I was once talking with a professional negotiator (and a great story-teller) and when trying to explain what was so hard about programming, I said that it was like getting a nearly unlimited amount of incredibly stupid people to work together to do exactly what you need.

He then told me the story of his brother with Down syndrome who was once weaving a carpet and who happened to make two black spots right in the middle of the big white center of the carpet. When asked why he made that mistake the brother proudly proclaimed that it wasn't a mistake at all, ran to his pattern book and showed the pattern.

It was perforated on those spots.


Ah something I have personal experience with: I was taught bridge in fourth grade. I'm sure my teacher then would make a great programmer :P.

That said, I'm not sure I would use this analogy myself. "Imbecile" evokes the image of somebody either making bad decisions or not cooperating with the teacher. The computer does neither--in essence it makes no decisions and cooperates too much. After all, the problem with the computer is not that it does something you didn't tell it to or something you told it not to but that it does exactly what you told it to do.

Do you know how some people sometimes act passive-aggressively and take everything you say completely literally? It's annoying. That's what programming is like.(Except, of course, I usually don't find programming annoying.)


"Go the store and pick up a jug of milk. If they have eggs, get a dozen."

Programmer returns home with 13 jugs of milk


Seriously? An ancient programming joke, with a gratuitous off-by-one error?


It's not gratuitous. One jug + one dozen = 13 jugs.


jugs = 1; if (have eggs) { jugs = 12; }

Get a dozen, not a dozen more.


  cart.addJugs(1);
  if (haveEggs)
    cart.addJugs(12);
Now the cart has 13 jugs.


I'd say that "get a dozen" implies "jugs = 12" and not "jugs += 12". If you wanted to get a dozen more, you'd say "get a dozen more"


This is why we don't program in English.


And why it is so hard to write a good specification.


"get a dozen" implies "jugs += 12"


A rather unpleasant and inaccurate metaphor.


s/imbecile/idiot savant


Has anyone read the book the quote came from, "Data and Reality"? It looks intriguing.

http://www.amazon.com/gp/product/1935504215/


That's why higher level languages are so important, as computers always get faster (but not smarter) it's up to languages and libraries be smarter.
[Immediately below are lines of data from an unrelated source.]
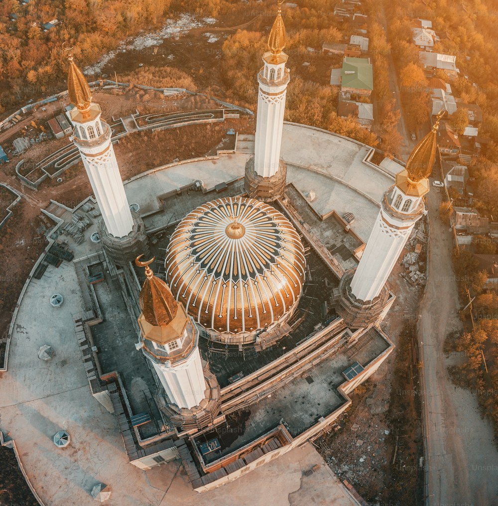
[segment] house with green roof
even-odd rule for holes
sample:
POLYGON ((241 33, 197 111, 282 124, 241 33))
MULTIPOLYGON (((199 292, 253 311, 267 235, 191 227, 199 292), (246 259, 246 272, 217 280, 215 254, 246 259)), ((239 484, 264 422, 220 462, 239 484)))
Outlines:
POLYGON ((342 68, 332 69, 330 84, 340 85, 343 93, 369 97, 374 90, 374 72, 370 58, 345 57, 342 68))

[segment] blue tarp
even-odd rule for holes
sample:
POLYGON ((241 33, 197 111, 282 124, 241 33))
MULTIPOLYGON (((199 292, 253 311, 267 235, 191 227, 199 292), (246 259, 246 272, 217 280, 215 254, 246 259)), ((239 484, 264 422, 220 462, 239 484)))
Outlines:
POLYGON ((4 148, 0 146, 0 163, 3 163, 5 161, 9 161, 9 157, 5 154, 4 148))

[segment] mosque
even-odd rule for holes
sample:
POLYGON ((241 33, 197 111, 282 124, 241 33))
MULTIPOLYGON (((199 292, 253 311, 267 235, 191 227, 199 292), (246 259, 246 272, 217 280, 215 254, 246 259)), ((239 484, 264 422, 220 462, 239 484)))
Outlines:
MULTIPOLYGON (((119 347, 99 334, 97 317, 74 317, 78 342, 98 345, 101 357, 107 350, 118 364, 99 370, 84 358, 91 390, 115 414, 131 463, 148 470, 179 457, 198 492, 330 430, 350 405, 350 392, 393 349, 379 326, 395 299, 387 281, 426 212, 437 123, 384 192, 366 245, 340 265, 310 233, 316 217, 289 184, 281 153, 285 41, 279 10, 258 74, 254 154, 242 184, 231 194, 200 196, 165 227, 162 249, 130 208, 109 126, 69 59, 73 142, 102 214, 101 256, 128 280, 112 289, 136 316, 127 331, 135 332, 134 360, 142 361, 129 367, 119 347), (151 387, 137 412, 127 374, 139 366, 151 387)), ((338 220, 334 240, 352 241, 351 225, 338 220)))

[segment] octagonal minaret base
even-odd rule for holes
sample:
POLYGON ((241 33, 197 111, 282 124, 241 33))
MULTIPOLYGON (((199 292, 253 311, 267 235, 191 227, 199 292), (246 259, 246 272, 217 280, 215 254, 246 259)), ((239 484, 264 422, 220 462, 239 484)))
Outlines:
POLYGON ((149 254, 148 239, 145 234, 145 225, 138 213, 131 212, 133 220, 132 231, 122 237, 115 237, 109 233, 104 220, 99 221, 99 235, 107 255, 119 265, 134 260, 139 255, 149 254))
POLYGON ((173 425, 181 430, 202 430, 213 423, 220 414, 220 385, 216 377, 209 370, 207 363, 204 362, 203 366, 202 372, 206 388, 204 398, 198 406, 187 409, 180 408, 176 404, 169 403, 161 408, 173 425))
POLYGON ((245 164, 244 189, 252 198, 262 202, 273 202, 283 196, 286 177, 287 164, 281 158, 276 172, 265 178, 256 172, 254 156, 251 156, 245 164))
POLYGON ((371 301, 362 301, 352 293, 351 282, 353 269, 346 271, 339 283, 336 311, 352 329, 369 327, 385 315, 394 300, 394 296, 384 286, 380 293, 371 301))

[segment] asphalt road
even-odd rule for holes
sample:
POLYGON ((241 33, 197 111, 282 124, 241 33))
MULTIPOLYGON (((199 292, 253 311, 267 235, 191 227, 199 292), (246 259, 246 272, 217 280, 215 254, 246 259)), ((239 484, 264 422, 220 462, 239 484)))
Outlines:
MULTIPOLYGON (((498 451, 492 429, 479 413, 474 392, 455 387, 447 367, 465 360, 446 356, 444 339, 461 330, 448 226, 437 217, 441 194, 427 199, 431 224, 429 275, 419 311, 423 389, 428 438, 429 506, 498 505, 498 451)), ((495 393, 490 393, 496 395, 495 393)))
MULTIPOLYGON (((387 30, 382 3, 380 9, 381 22, 387 30)), ((401 112, 398 131, 404 140, 399 155, 406 161, 416 143, 408 137, 392 54, 388 62, 389 86, 401 112)), ((479 413, 475 393, 455 387, 448 375, 448 366, 461 363, 465 357, 460 354, 447 357, 443 353, 447 333, 462 327, 451 262, 452 233, 437 217, 441 194, 431 186, 426 198, 431 226, 429 273, 419 312, 426 428, 426 505, 498 506, 498 451, 492 427, 479 413)))

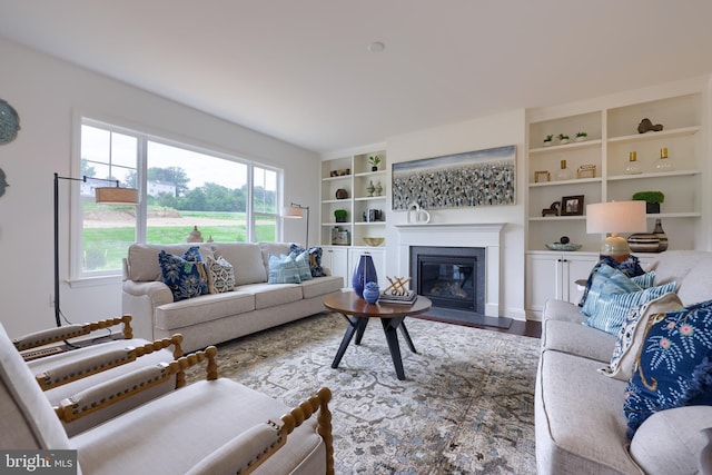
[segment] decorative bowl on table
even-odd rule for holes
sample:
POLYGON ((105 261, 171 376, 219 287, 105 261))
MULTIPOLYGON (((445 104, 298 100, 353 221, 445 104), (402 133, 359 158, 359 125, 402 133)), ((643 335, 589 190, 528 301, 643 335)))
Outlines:
POLYGON ((583 247, 581 244, 562 244, 562 243, 546 243, 546 248, 550 250, 578 250, 583 247))
POLYGON ((368 246, 373 246, 373 247, 380 246, 384 240, 386 240, 386 238, 375 238, 375 237, 366 237, 366 238, 364 238, 364 241, 368 246))

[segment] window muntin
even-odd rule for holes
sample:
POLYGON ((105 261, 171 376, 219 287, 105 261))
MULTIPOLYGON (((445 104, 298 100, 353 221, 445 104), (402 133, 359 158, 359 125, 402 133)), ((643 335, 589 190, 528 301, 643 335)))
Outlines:
POLYGON ((77 277, 117 275, 131 244, 185 243, 194 226, 205 240, 278 240, 278 169, 87 118, 80 144, 82 176, 136 187, 141 202, 97 205, 93 188, 109 184, 81 184, 77 277))

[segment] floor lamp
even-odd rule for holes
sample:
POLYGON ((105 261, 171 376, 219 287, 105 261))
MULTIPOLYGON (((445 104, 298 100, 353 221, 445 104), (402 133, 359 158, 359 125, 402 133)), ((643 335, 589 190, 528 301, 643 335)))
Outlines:
POLYGON ((55 174, 55 319, 61 327, 61 310, 59 307, 59 180, 82 181, 87 180, 111 182, 113 187, 95 188, 95 199, 103 205, 138 205, 138 190, 136 188, 120 188, 118 180, 108 180, 83 176, 81 178, 60 177, 55 174))
POLYGON ((304 243, 304 248, 308 249, 309 248, 309 207, 297 205, 296 202, 291 202, 289 204, 289 206, 285 206, 281 209, 281 217, 283 218, 304 218, 305 210, 306 210, 306 218, 307 218, 307 239, 304 243))

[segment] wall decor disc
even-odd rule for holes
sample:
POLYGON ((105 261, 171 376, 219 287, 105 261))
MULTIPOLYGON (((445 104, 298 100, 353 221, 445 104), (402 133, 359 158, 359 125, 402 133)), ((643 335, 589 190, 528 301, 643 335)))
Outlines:
POLYGON ((10 144, 20 130, 20 116, 7 101, 0 99, 0 145, 10 144))

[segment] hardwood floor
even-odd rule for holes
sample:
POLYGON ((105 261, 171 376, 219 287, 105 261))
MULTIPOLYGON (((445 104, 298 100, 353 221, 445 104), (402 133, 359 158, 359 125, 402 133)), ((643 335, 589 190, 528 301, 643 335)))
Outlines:
POLYGON ((422 318, 425 320, 433 320, 433 321, 442 321, 442 323, 446 323, 446 324, 451 324, 451 325, 462 325, 462 326, 466 326, 466 327, 473 327, 473 328, 482 328, 485 330, 491 330, 491 331, 500 331, 500 333, 508 333, 511 335, 520 335, 520 336, 528 336, 532 338, 541 338, 542 336, 542 323, 541 321, 521 321, 521 320, 512 320, 512 324, 510 325, 508 328, 498 328, 498 327, 492 327, 492 326, 487 326, 487 325, 476 325, 476 324, 468 324, 468 323, 462 323, 462 321, 449 321, 446 320, 444 318, 439 318, 436 316, 431 316, 431 315, 419 315, 419 316, 413 316, 411 318, 422 318))

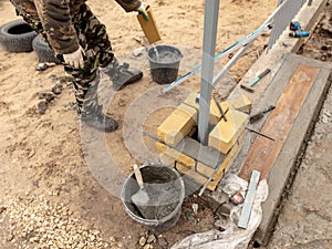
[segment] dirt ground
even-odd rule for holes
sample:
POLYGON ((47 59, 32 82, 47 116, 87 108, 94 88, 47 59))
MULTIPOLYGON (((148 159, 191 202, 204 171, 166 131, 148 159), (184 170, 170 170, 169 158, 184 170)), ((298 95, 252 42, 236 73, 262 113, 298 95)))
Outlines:
MULTIPOLYGON (((183 50, 180 73, 193 69, 200 58, 204 1, 155 0, 149 3, 163 37, 160 43, 183 50)), ((226 0, 220 4, 217 51, 258 28, 277 1, 226 0)), ((133 103, 146 101, 146 96, 148 98, 159 86, 151 80, 146 58, 133 56, 132 52, 145 44, 136 17, 124 13, 114 1, 94 0, 89 1, 89 6, 107 27, 116 56, 131 61, 132 66, 145 73, 139 83, 111 94, 107 113, 121 121, 121 126, 114 133, 102 135, 113 160, 126 176, 134 163, 145 163, 146 157, 139 157, 139 147, 128 148, 135 136, 126 131, 124 122, 139 120, 137 113, 144 110, 133 103)), ((0 23, 13 19, 17 17, 12 6, 0 2, 0 23)), ((255 42, 230 72, 232 83, 247 72, 266 41, 267 38, 260 38, 255 42)), ((125 212, 118 193, 110 191, 97 167, 91 165, 91 160, 98 158, 91 156, 93 153, 86 145, 101 133, 80 126, 73 108, 72 85, 65 82, 46 113, 37 113, 38 93, 50 91, 64 79, 62 66, 38 72, 37 64, 34 52, 9 53, 0 48, 1 248, 168 248, 188 235, 214 227, 212 211, 195 196, 185 200, 177 225, 166 232, 148 234, 134 222, 125 212), (197 214, 193 211, 193 204, 198 204, 197 214)), ((107 81, 103 79, 103 83, 106 91, 107 81)), ((197 91, 198 75, 185 85, 197 91)), ((174 91, 167 96, 148 100, 154 104, 163 100, 172 106, 186 94, 185 90, 174 91)), ((170 110, 169 106, 154 110, 142 122, 145 129, 155 134, 155 128, 170 110)), ((153 142, 145 142, 153 151, 153 142)), ((101 148, 94 146, 93 149, 98 152, 101 148)), ((118 190, 121 179, 115 173, 110 178, 120 181, 118 190)))
MULTIPOLYGON (((330 1, 331 2, 331 1, 330 1)), ((332 6, 300 54, 332 63, 332 6)), ((330 80, 332 81, 332 79, 330 80)), ((325 249, 332 245, 332 89, 325 97, 312 136, 274 228, 269 249, 325 249)))

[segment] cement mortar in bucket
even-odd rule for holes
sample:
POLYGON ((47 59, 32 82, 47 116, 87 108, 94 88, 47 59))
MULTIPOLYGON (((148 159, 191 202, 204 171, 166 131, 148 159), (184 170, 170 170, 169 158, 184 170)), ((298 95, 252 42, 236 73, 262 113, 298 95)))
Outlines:
POLYGON ((154 82, 168 84, 177 79, 183 53, 172 45, 153 45, 147 51, 151 74, 154 82))
POLYGON ((146 164, 139 167, 145 189, 149 196, 148 206, 154 218, 142 217, 132 196, 139 189, 134 173, 125 180, 121 198, 128 216, 151 231, 163 232, 173 227, 181 210, 185 184, 174 168, 162 164, 146 164))

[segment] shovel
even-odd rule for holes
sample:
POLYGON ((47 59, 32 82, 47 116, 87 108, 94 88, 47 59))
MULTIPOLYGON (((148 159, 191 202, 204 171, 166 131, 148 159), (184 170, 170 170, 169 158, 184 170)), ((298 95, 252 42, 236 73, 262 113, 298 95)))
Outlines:
POLYGON ((151 217, 153 214, 148 210, 147 207, 149 203, 149 196, 147 195, 146 189, 144 187, 141 170, 136 164, 133 166, 133 168, 137 184, 139 186, 138 191, 136 191, 132 196, 133 204, 137 207, 143 218, 153 218, 151 217))

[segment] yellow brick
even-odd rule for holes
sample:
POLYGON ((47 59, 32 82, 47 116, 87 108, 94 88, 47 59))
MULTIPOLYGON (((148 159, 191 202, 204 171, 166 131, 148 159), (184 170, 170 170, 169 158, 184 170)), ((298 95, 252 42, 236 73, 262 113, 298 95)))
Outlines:
POLYGON ((168 147, 165 144, 162 144, 159 142, 157 142, 155 145, 159 153, 164 153, 168 149, 168 147))
MULTIPOLYGON (((197 93, 191 93, 185 101, 184 104, 189 105, 194 107, 197 112, 199 110, 199 103, 196 103, 197 93)), ((220 103, 221 108, 225 113, 229 110, 229 106, 226 102, 220 103)), ((210 116, 209 116, 209 123, 212 125, 216 125, 221 117, 221 114, 219 112, 219 108, 215 102, 214 98, 211 98, 210 102, 210 116)))
POLYGON ((172 167, 175 166, 175 160, 174 160, 174 158, 167 156, 165 153, 160 154, 160 155, 159 155, 159 158, 160 158, 160 162, 162 162, 163 164, 169 165, 169 166, 172 166, 172 167))
POLYGON ((176 146, 188 133, 197 121, 197 112, 188 106, 187 111, 176 108, 157 128, 158 138, 166 144, 176 146))
POLYGON ((227 103, 229 106, 240 112, 248 113, 248 114, 251 112, 251 102, 245 95, 231 100, 227 100, 227 103))
POLYGON ((191 116, 191 118, 195 121, 195 123, 197 124, 197 110, 189 106, 189 105, 186 105, 184 103, 181 103, 178 107, 178 110, 180 111, 184 111, 185 113, 187 113, 189 116, 191 116))
POLYGON ((197 184, 204 185, 207 180, 206 177, 203 175, 198 174, 197 172, 194 170, 194 168, 188 168, 179 163, 176 164, 176 169, 181 174, 186 175, 188 178, 194 180, 197 184))
POLYGON ((227 122, 221 120, 209 134, 208 145, 227 154, 245 131, 249 116, 236 110, 226 114, 227 122))

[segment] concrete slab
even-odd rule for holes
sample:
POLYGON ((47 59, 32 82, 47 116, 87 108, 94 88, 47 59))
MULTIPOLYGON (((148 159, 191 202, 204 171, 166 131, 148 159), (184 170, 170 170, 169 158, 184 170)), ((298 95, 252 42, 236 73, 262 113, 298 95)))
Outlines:
POLYGON ((278 158, 268 175, 267 179, 270 193, 267 201, 262 205, 263 219, 255 235, 255 239, 260 245, 266 245, 268 242, 270 231, 278 217, 278 207, 282 199, 282 194, 288 184, 289 176, 294 169, 293 166, 297 162, 298 155, 301 154, 303 142, 311 134, 319 110, 322 106, 322 101, 326 95, 326 91, 331 86, 331 82, 328 80, 331 75, 331 64, 291 55, 284 66, 289 66, 294 62, 294 60, 298 61, 299 64, 318 68, 319 73, 298 113, 297 118, 293 122, 292 129, 288 134, 287 141, 284 142, 278 158))
MULTIPOLYGON (((322 10, 324 9, 324 7, 326 6, 328 0, 317 0, 313 1, 311 6, 305 4, 300 12, 298 13, 298 15, 294 18, 294 20, 298 20, 301 22, 301 25, 303 29, 312 31, 313 28, 315 27, 318 20, 320 19, 320 15, 322 13, 322 10)), ((278 82, 278 84, 273 86, 271 85, 272 79, 274 79, 276 74, 281 70, 281 66, 284 64, 286 60, 289 60, 288 58, 290 55, 290 52, 297 52, 299 50, 299 48, 304 43, 305 38, 302 39, 294 39, 294 38, 290 38, 288 35, 288 30, 284 31, 284 33, 279 38, 277 44, 273 45, 272 50, 269 51, 269 53, 264 53, 262 54, 257 61, 256 63, 250 68, 250 70, 247 72, 247 74, 243 76, 243 79, 239 82, 239 84, 235 87, 235 90, 229 94, 228 98, 234 98, 239 96, 239 93, 247 96, 252 103, 252 110, 253 111, 259 111, 259 110, 263 110, 267 106, 269 106, 270 104, 273 104, 277 102, 278 97, 281 95, 282 91, 284 90, 284 86, 280 86, 280 84, 284 83, 284 82, 278 82), (264 79, 262 79, 257 85, 255 85, 255 92, 253 93, 249 93, 245 90, 242 90, 240 87, 241 84, 247 85, 252 79, 256 77, 257 73, 259 73, 260 71, 264 70, 264 69, 271 69, 271 73, 266 76, 264 79), (269 89, 270 87, 270 89, 269 89), (267 91, 269 89, 269 92, 267 91)), ((297 58, 297 56, 295 56, 297 58)), ((302 60, 303 58, 299 56, 295 60, 298 60, 298 63, 300 60, 302 60)), ((312 60, 309 62, 311 63, 312 60)), ((289 71, 284 71, 283 75, 286 79, 289 79, 292 73, 294 72, 294 66, 298 65, 298 63, 289 63, 289 71)), ((322 65, 323 68, 326 68, 326 65, 322 65)), ((329 69, 329 66, 328 66, 329 69)), ((319 74, 318 79, 324 77, 321 72, 319 74)), ((322 85, 324 85, 324 87, 326 86, 326 82, 324 82, 322 85)), ((218 85, 217 85, 218 87, 218 85)), ((319 110, 319 103, 321 102, 322 95, 324 95, 324 93, 317 93, 317 95, 314 95, 314 92, 324 92, 324 91, 320 91, 318 87, 314 87, 315 90, 311 91, 311 93, 309 94, 307 101, 305 101, 305 105, 308 105, 308 102, 312 102, 312 104, 310 105, 310 108, 315 108, 315 111, 319 110)), ((301 121, 301 118, 304 118, 305 116, 305 107, 301 108, 301 112, 298 115, 298 118, 295 120, 295 124, 299 124, 301 121), (304 115, 304 116, 302 116, 304 115)), ((312 111, 311 113, 314 113, 314 111, 312 111)), ((318 112, 317 112, 318 113, 318 112)), ((305 122, 311 122, 311 118, 314 117, 314 114, 307 115, 307 120, 305 122)), ((260 120, 259 122, 256 122, 255 125, 252 125, 252 128, 259 129, 263 122, 266 121, 266 118, 260 120)), ((311 124, 312 125, 312 124, 311 124)), ((309 126, 311 126, 309 125, 309 126)), ((305 126, 305 124, 304 124, 305 126)), ((294 126, 295 127, 295 126, 294 126)), ((307 125, 308 127, 308 125, 307 125)), ((305 129, 305 128, 304 128, 305 129)), ((310 127, 307 129, 309 131, 310 127)), ((303 132, 303 128, 301 128, 301 131, 303 132)), ((247 133, 245 141, 243 141, 243 146, 242 146, 242 151, 239 153, 239 156, 235 159, 235 163, 232 164, 231 168, 229 169, 229 174, 238 174, 240 167, 241 167, 241 163, 243 162, 243 157, 246 156, 246 154, 249 151, 249 147, 253 141, 253 138, 257 135, 247 133)), ((291 134, 289 135, 290 137, 293 136, 299 136, 299 134, 297 134, 295 128, 293 128, 293 131, 291 132, 291 134)), ((287 142, 288 143, 288 142, 287 142)), ((295 149, 297 151, 297 149, 295 149)), ((298 149, 299 151, 299 149, 298 149)), ((284 149, 282 149, 282 153, 284 153, 284 149)), ((294 160, 294 158, 297 158, 297 153, 291 154, 291 153, 286 153, 286 157, 282 158, 282 162, 288 162, 289 158, 292 158, 294 160)), ((278 162, 281 162, 281 159, 278 159, 278 162)), ((286 165, 290 165, 289 163, 284 163, 286 165)), ((278 168, 273 167, 271 169, 271 174, 274 174, 274 170, 277 170, 278 168)), ((288 178, 288 174, 284 175, 286 178, 288 178)), ((278 181, 278 178, 274 179, 270 179, 268 178, 268 180, 270 180, 270 183, 272 183, 273 180, 278 181)), ((281 181, 286 181, 282 180, 281 181)), ((214 193, 208 193, 206 191, 205 195, 203 196, 203 198, 205 198, 210 207, 217 211, 217 212, 221 212, 221 214, 227 214, 229 212, 229 209, 231 208, 231 206, 229 205, 228 200, 228 196, 222 193, 221 188, 222 188, 224 181, 221 180, 221 183, 219 184, 219 187, 214 191, 214 193)), ((279 189, 280 190, 280 189, 279 189)), ((283 190, 283 189, 282 189, 283 190)), ((282 193, 281 190, 281 193, 282 193)), ((271 189, 270 189, 271 191, 271 189)), ((278 190, 276 190, 278 191, 278 190)), ((280 193, 280 195, 281 195, 280 193)), ((268 205, 266 205, 268 206, 268 205)), ((264 209, 267 209, 267 207, 264 206, 264 209)), ((277 206, 277 205, 274 205, 277 206)), ((270 212, 276 211, 276 214, 278 214, 278 210, 274 210, 273 207, 269 208, 270 212)), ((264 210, 266 214, 266 210, 264 210)), ((263 243, 267 241, 267 231, 271 228, 271 226, 273 226, 273 220, 269 219, 268 215, 264 215, 264 220, 262 221, 261 227, 259 228, 258 232, 255 236, 255 239, 259 242, 259 243, 263 243), (269 228, 268 228, 269 227, 269 228)))
MULTIPOLYGON (((301 154, 303 141, 305 141, 309 136, 310 131, 314 124, 315 116, 319 114, 321 103, 324 100, 324 95, 330 87, 331 82, 328 79, 331 74, 332 65, 292 53, 287 54, 281 69, 272 79, 271 84, 262 94, 260 101, 255 104, 255 108, 257 110, 267 107, 270 104, 277 104, 280 98, 284 97, 284 92, 287 91, 288 86, 291 83, 297 83, 297 81, 294 81, 293 79, 293 75, 298 72, 297 70, 299 68, 303 66, 312 71, 312 83, 308 89, 305 97, 303 97, 303 100, 301 101, 299 110, 292 117, 293 121, 289 123, 291 126, 286 139, 282 143, 278 144, 279 149, 273 157, 274 160, 272 162, 272 165, 268 165, 268 169, 263 167, 266 166, 266 164, 259 165, 260 169, 266 170, 263 175, 264 177, 267 177, 270 189, 269 197, 262 205, 263 219, 255 235, 255 240, 260 245, 264 245, 268 242, 269 232, 274 225, 276 218, 278 217, 278 206, 281 201, 282 193, 288 184, 289 176, 293 170, 293 165, 297 160, 297 157, 299 154, 301 154)), ((307 80, 310 81, 310 76, 307 80)), ((297 96, 297 94, 299 93, 295 92, 294 96, 297 96)), ((295 102, 297 100, 294 100, 293 104, 295 104, 295 102)), ((287 106, 283 106, 283 110, 288 111, 286 107, 287 106)), ((277 115, 277 113, 273 114, 273 112, 274 111, 266 115, 261 121, 257 122, 255 124, 255 128, 260 129, 264 126, 264 124, 268 124, 269 117, 277 115)), ((278 113, 278 115, 280 115, 280 117, 284 117, 282 113, 278 113)), ((281 122, 280 127, 282 126, 283 124, 281 122)), ((280 127, 277 128, 277 134, 282 134, 282 132, 278 131, 280 129, 280 127)), ((242 169, 242 176, 246 177, 247 172, 243 170, 243 167, 252 166, 253 168, 256 168, 257 165, 253 165, 255 162, 246 165, 246 162, 248 163, 248 160, 246 159, 251 146, 255 144, 255 141, 257 141, 256 138, 257 135, 247 133, 242 149, 230 169, 231 173, 238 173, 242 169)), ((269 152, 264 153, 270 156, 269 152)), ((220 205, 220 201, 225 201, 225 196, 222 195, 220 189, 211 194, 209 197, 214 199, 210 200, 210 203, 211 205, 215 205, 215 207, 218 206, 218 204, 220 205)))

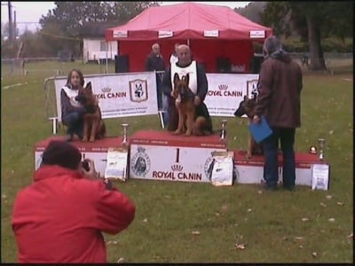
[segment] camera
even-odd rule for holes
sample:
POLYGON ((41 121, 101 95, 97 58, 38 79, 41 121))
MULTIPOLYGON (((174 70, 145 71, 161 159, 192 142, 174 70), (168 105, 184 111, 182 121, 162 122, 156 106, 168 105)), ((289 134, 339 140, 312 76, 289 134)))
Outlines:
POLYGON ((85 169, 85 171, 89 171, 90 170, 89 161, 83 160, 82 161, 82 167, 83 167, 83 168, 85 169))

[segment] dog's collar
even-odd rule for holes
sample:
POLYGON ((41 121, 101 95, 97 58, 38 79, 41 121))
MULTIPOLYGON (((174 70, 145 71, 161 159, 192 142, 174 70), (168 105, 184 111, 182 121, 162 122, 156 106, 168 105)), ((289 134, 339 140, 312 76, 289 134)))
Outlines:
POLYGON ((86 106, 85 109, 86 109, 86 113, 94 113, 98 110, 98 106, 86 106))

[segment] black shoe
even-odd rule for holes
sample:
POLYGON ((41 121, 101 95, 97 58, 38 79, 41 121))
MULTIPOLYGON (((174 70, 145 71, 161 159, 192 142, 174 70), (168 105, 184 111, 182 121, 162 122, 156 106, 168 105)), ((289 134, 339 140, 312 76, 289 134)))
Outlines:
POLYGON ((275 185, 269 185, 266 183, 262 184, 262 187, 263 187, 264 190, 270 191, 270 192, 275 192, 275 191, 277 191, 279 189, 276 184, 275 185))
POLYGON ((289 192, 295 192, 295 185, 282 185, 282 187, 289 192))
POLYGON ((70 141, 72 141, 72 140, 73 140, 73 135, 67 134, 67 135, 66 136, 66 141, 70 142, 70 141))

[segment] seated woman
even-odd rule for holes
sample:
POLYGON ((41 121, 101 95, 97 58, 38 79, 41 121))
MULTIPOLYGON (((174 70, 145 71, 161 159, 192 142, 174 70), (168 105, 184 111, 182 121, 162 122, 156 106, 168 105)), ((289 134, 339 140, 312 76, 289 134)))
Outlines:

Anyway the old debate 'fast languages' vs 'high level languages' will never die.


Evetually it will, around about the point that either (a) speed becomes the norm in high-level languages or (b) we're forced to concede that the two are allies: Higher-level languages are implemented using lower-level languages, and the main thing you do with lower-level languages is implement higher-level languages.

(For the latter option, especially if you use the word language somewhat loosely - e.g., a TCP stack isn't a programming language, but TCP is a somewhat higher-level abstraction, and it's best implemented using lower-level languages.)


Languages make no difference at all.

'All invoices need a corresponding purchase order number'

except when the CEO asks for one because they need to submit an invoice in the next 10 minutes or it won't get paid for 2 months... what do you mean you're a computer and don't understand that basic request from your CEO?


If someone is curating a list of brilliant CS quotes, this should be added...


>It can be done, provided you know how to exploit the imbecile’s limited talents, and are willing to have enormous patience with his inability to make the the most trivial common sense deductions on his own.

Well this leaves out one critical piece that is a big draw to programming. Unlike the imbecile, the computer will do exactly what you tell it every time.